Verify that the GPU is correctly installed

$ nvidia-smi

Install docker on the instance

Next, install Docker on your instance. This involves updating the package list, installing Docker, starting the Docker service, and verifying the installation by running a test container.

$ sudo apt-get update
> sudo apt-get install docker.io -ysudo systemctl start docker
> sudo docker run hello-world
> sudo systemctl enable docker
> docker --version

Further reference

Define environment variables

$ export CUSTOMER_TAG=proxy.replicated.com/proxy/cohere/us-docker.pkg.dev/cohere-artifacts/replicated/single-serving-embed-multilingual-03:<YOUR_MODEL_TAG>
> export LICENSE_ID="<YOUR_LICENSE_ID>"
> export DOCKER_CONFIG=$(mktemp -d)
> cat <<EOF > "${DOCKER_CONFIG}/config.json" { "auths": { "proxy.replicated.com": {"auth": "$(echo -n "${LICENSE_ID}:${LICENSE_ID}" | base64 | tr -d '\n')"}}EOF

Further reference

Pull container image

Next, prepare the environment by obtaining the required software components for deployment.

$ sudo docker pull $CUSTOMER_TAG

If you encounter an error “permission denied while trying to connect to the Docker daemon socket at”, run the following command:

$ sudo chmod 666 /var/run/docker.sock

Further reference

Then, verify that the image has been pulled successfully:

$ sudo docker images

Start container

Next, run the Docker container. This starts the container in detached mode with GPU support.

$ sudo docker run -d --rm --name embed-english --gpus=1 --net=host proxy.replicated.com/proxy/cohere/us-docker.pkg.dev/cohere-artifacts/replicated/single-serving-embed-multilingual-03:<YOUR_MODEL_TAG>
> 
> sudo docker ps

Call the model

Next, test calling the model by executing the curl command to send a POST request to the local server. This tests the model’s functionality by providing input data for processing.

$ curl --header "Content-Type: application/json" --request POST http://localhost:8080/embed --data-raw '{"texts": ["testing multilingual embeddings"], "input_type": "classification"}'

Deploying via EKS (Elastic Kubernetes Service)

Amazon Elastic Kubernetes Service (EKS) provides a managed Kubernetes environment, allowing you to run containerized applications at scale. It leverages Kubernetes’ orchestration capabilities for efficient resource management and scalability.

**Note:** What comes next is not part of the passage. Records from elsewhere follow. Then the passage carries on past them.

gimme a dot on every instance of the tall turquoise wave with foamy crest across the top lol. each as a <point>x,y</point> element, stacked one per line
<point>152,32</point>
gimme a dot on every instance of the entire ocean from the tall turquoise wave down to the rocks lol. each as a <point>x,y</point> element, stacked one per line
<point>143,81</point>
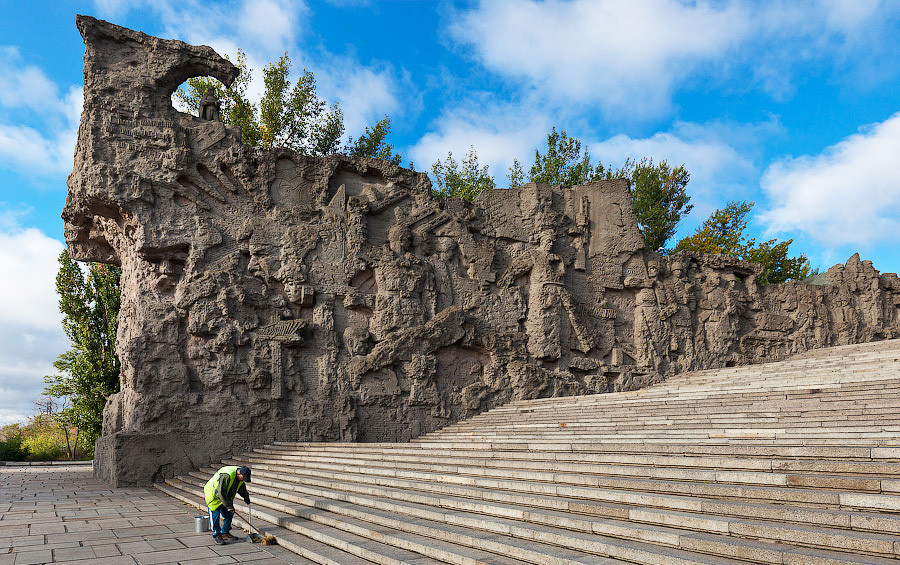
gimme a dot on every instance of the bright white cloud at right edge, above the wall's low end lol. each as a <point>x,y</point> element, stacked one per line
<point>849,194</point>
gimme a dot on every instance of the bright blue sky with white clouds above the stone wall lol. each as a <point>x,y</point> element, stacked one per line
<point>793,105</point>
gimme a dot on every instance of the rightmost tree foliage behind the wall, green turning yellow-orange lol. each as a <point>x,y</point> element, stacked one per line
<point>723,232</point>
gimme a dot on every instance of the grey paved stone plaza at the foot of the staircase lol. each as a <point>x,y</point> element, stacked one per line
<point>62,514</point>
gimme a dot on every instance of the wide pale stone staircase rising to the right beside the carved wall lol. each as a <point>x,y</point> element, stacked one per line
<point>795,462</point>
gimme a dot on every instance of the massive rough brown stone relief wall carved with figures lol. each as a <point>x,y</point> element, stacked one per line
<point>270,296</point>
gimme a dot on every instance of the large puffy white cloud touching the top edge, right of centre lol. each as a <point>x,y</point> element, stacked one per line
<point>622,54</point>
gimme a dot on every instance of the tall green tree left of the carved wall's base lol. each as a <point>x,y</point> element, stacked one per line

In this section, we’ll walk through setting up an EKS cluster, configuring it for GPU support, and deploying your application.

Launch EKS cluster

First, launch an EKS cluster by following the steps in the AWS documentation, and in particular, the steps in Prerequisites and Step 1-4.

The steps in summary:

Install AWS CLI and Kubectl
Create the Amazon EKS cluster
As part of adding nodes to the cluster in step3, use the following
- AMI type - Amazon Linux 2023 - Nvidia (nvidia drivers pre-installed)
- Instance Type - g5.2xlarge - 8vCPU
- Storage - 512 GB

You can then view the cluster information in the AWS console.

Define environment variables

Next, set environment variables from the machine where the AWS CLI and Kubectl are installed.

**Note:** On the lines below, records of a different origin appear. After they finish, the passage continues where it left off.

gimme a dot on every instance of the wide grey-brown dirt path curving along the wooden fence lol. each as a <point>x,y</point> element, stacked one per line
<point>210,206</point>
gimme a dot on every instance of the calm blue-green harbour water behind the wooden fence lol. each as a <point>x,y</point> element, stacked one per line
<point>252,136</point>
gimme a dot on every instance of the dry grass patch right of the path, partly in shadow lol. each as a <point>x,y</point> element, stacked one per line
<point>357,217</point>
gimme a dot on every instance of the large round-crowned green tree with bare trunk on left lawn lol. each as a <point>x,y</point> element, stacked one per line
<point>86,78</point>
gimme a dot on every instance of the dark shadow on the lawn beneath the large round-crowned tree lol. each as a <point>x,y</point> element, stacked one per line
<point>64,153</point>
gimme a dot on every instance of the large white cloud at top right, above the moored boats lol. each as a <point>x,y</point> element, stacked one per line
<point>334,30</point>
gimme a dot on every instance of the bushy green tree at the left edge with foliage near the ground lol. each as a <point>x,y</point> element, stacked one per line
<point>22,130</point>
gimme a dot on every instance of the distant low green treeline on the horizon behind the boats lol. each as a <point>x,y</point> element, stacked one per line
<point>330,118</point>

$ export CUSTOMER_TAG=proxy.replicated.com/proxy/cohere/us-docker.pkg.dev/cohere-artifacts/replicated/single-serving-embed-multilingual-03:<YOUR_MODEL_TAG>
> export LICENSE_ID="<YOUR_LICENSE_ID>"
> export DOCKER_CONFIG=$(mktemp -d)
> cat <<EOF > "${DOCKER_CONFIG}/config.json" { "auths": { "proxy.replicated.com": {"auth": "$(echo -n "${LICENSE_ID}:${LICENSE_ID}" | base64 | tr -d '\n')"}}EOF
> kubectl create secret generic cohere-pull-secret --from-file=.dockerconfigjson="{$DOCKER_CONFIG}/config.json" --type=kubernetes.io/dockerconfigjson

Further reference

Generate application manifest

Next, generate an application manifest by creating a file named cohere.yaml. The file contents should be copied from this link.

Start deployment

Next, start the deployment by applying the configuration file. Then, check the status and monitor the logs of your pods.

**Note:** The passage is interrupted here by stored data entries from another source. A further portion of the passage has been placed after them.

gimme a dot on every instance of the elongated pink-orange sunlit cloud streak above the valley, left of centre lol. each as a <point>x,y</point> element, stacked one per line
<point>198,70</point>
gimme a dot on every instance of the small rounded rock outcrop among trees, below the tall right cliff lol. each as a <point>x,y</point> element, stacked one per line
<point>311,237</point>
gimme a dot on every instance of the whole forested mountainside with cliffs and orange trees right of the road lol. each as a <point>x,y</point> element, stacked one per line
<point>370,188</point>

$ kubectl apply -f cohere.yaml
> kubectl get pods
> kubectl logs -f <pod-name-from-above-command>

Call the model

Next, run the model by first setting up port forwarding.

$ kubectl port-forward svc/cohere 8080:8080

Then, open a second window and send a test request using the curl command.

$ curl --header "Content-Type: application/json" --request POST http://localhost:8080/embed --data-raw '{"texts": ["testing embeddings in english"], "input_type": "classification"}'